The record was conceived, in his words, as "possible valediction of some confusingly loud five-act play", as well as a "mile marker" of the band's first decade together.

Recording

The album was recorded over 2019 at Dreamland Recording Studios, which is located inside a 19th-century church in Hurley, New York. Produced with the help of David Tolomei, the album was consciously recorded with a stronger emphasis on collaboration. Casey expanded on the differences between the recording process for this album and the band's past collaborations with Kelley Deal both live and on their Consolation EP:
With Kelley, it was a little more like, “wherever she wants to take it, that's where the song will go.” I think Greg wanted to continue that as a principle, and he knew he didn't want to use a lot of reverb, effects or keyboards/synths like he usually does. We wanted to bring in collaborators who could replace what Greg did with effects so there can be more space in the songs, but also to collaborate and change the songs as they see fit.
The collaborators on this album are people we didn't know ahead of time, and this was our first time doing this kind of thing. We knew Kelley. With your friends, they'll be kinder to you, but you don't want to present strangers and masters of their craft with a shitty song. And finding people to come collaborate was kind of piecemeal.
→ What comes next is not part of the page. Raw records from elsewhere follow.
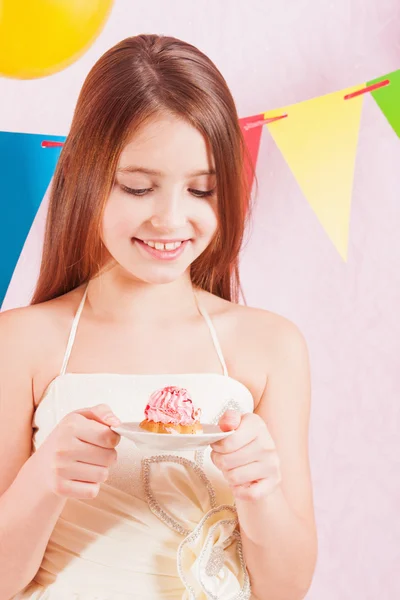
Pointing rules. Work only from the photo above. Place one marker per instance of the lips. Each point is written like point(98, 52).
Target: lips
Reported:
point(164, 250)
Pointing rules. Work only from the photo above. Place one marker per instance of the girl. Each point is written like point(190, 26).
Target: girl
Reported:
point(138, 290)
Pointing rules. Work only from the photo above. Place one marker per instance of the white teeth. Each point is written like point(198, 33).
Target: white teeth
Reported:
point(161, 246)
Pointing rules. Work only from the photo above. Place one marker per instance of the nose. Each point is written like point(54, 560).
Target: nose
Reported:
point(169, 215)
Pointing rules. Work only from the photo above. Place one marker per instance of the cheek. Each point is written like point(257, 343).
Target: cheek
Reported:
point(117, 222)
point(208, 220)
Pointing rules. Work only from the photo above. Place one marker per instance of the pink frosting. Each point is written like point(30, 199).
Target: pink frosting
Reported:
point(171, 405)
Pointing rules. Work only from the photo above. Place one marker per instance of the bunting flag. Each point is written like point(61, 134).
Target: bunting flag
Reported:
point(26, 171)
point(388, 98)
point(319, 140)
point(252, 129)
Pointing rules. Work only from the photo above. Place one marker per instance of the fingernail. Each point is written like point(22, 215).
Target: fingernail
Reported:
point(112, 420)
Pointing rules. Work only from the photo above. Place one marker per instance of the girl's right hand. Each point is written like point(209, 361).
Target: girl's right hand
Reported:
point(77, 455)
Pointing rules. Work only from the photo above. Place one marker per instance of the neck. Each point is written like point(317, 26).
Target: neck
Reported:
point(113, 295)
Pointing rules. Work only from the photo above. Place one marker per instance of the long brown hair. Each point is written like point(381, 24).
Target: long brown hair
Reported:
point(136, 79)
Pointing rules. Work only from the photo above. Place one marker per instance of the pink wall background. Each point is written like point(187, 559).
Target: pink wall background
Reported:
point(273, 54)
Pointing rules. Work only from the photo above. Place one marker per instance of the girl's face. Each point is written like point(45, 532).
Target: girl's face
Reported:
point(162, 211)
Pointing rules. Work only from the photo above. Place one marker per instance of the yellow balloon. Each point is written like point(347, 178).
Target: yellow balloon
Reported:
point(41, 37)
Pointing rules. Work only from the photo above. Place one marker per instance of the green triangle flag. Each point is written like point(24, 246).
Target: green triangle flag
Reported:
point(388, 98)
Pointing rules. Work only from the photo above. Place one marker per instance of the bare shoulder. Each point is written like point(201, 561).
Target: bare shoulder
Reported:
point(256, 342)
point(30, 335)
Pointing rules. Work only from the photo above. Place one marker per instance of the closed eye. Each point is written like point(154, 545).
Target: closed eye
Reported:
point(144, 191)
point(141, 192)
point(201, 193)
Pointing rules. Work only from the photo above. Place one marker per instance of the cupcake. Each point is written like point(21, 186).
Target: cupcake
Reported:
point(171, 410)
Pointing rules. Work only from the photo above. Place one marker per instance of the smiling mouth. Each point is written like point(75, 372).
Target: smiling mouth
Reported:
point(166, 250)
point(164, 246)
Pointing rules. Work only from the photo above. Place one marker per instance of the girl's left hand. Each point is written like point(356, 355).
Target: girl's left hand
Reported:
point(247, 458)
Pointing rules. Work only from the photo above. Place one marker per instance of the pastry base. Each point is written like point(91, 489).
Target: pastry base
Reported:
point(166, 427)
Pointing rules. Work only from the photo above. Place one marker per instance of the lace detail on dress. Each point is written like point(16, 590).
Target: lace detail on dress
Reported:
point(210, 560)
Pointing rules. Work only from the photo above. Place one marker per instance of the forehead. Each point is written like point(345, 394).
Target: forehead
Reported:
point(167, 143)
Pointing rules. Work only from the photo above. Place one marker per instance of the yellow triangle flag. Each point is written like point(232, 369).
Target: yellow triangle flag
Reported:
point(318, 139)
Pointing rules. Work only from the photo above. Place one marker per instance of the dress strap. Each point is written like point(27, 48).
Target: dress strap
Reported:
point(213, 333)
point(72, 334)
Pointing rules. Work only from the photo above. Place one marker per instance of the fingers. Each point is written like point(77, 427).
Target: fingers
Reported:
point(91, 431)
point(94, 455)
point(79, 471)
point(76, 489)
point(245, 455)
point(249, 429)
point(256, 490)
point(101, 413)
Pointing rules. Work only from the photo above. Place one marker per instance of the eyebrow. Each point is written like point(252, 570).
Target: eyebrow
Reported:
point(133, 169)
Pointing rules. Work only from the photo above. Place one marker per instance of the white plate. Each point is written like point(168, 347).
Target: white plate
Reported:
point(170, 442)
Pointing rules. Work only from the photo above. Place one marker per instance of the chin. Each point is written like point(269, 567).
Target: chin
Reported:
point(158, 276)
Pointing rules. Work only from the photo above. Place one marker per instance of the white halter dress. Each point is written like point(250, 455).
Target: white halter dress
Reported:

The resulting sessions included contributions from Nandi Rose Plunkett, alto saxophonist Jemeel Moondoc, clarinetist Izaak Mills, and cellist Fred Lonberg-Holm. Plunkett's vocals are prominently featured on "June 21" alongside Casey's, who felt that her contributions would sound refreshing at that point in the album. He also revealed that Mills "is probably on the most songs and was at the studio the longest. He changed "Processed by the Boys" completely by adding that clarinet line, and it was like 'now we're cooking!'" Vocally, Casey himself sought to "tow that line" between sounding more conventional and "more free and ragged and full of personality, which music inspires.” Mills recalled that Casey wrote much of the lyrics "on the spot" and that he'd spend hours in the booth to record vocal takes for multiple tracks one after another. According to bassist Scott Davidson, the band tried to get in sync for the recordings by "playing and recording as a complete unit", noting that the band had moved in together a few months before the sessions began and even maintained the same sleep schedule and diet.

Composition

Musical style

Guitarist Greg Ahee described the album as their "nature" record, and was inspired by jazz fusion musician Bennie Maupin's debut The Jewel in the Lotus. Drummer Alex Leonard, on the other hand, was inspired by the work of Wild Beasts drummer Chris Talbot:
I saw Chris Talbot play such diverse parts and they all served the songs perfectly. Having the percussion drive the song, but also act as its own melody is something I'm preoccupied with and that happens frequently on those Wild Beasts records.

MusicOMH noted that the band's debut's "brash post-punk" had evolved into a "distinctive blend of densely-layered noise rock, ominous art rock and squalid punk" on Ultimate Success Today. The album's featured collaborations were found by Mark Deming to result in a sound that "sets it apart from the group's previous work", despite being distinct from its contemporaries. American Songwriter found Casey's lyrics to be "underscored" by "the chaos that reigns beneath the surface — a mix of brass, strings and atmospheric effects", resulting in a sound that it describes as being "both intimidating and unyielding". Mixdown magazine even noted the occasional jazz influence as a result of Mills' and Moondoc's contributions. According to Alexis Petridis, "the album's deployment of free jazz players, is subtly and smartly done, their contributions driving the tracks along, never descending to the kind of skronky din that rock bands indulge in when they want to let listeners know their tastes extend to Ornette Coleman or Albert Ayler."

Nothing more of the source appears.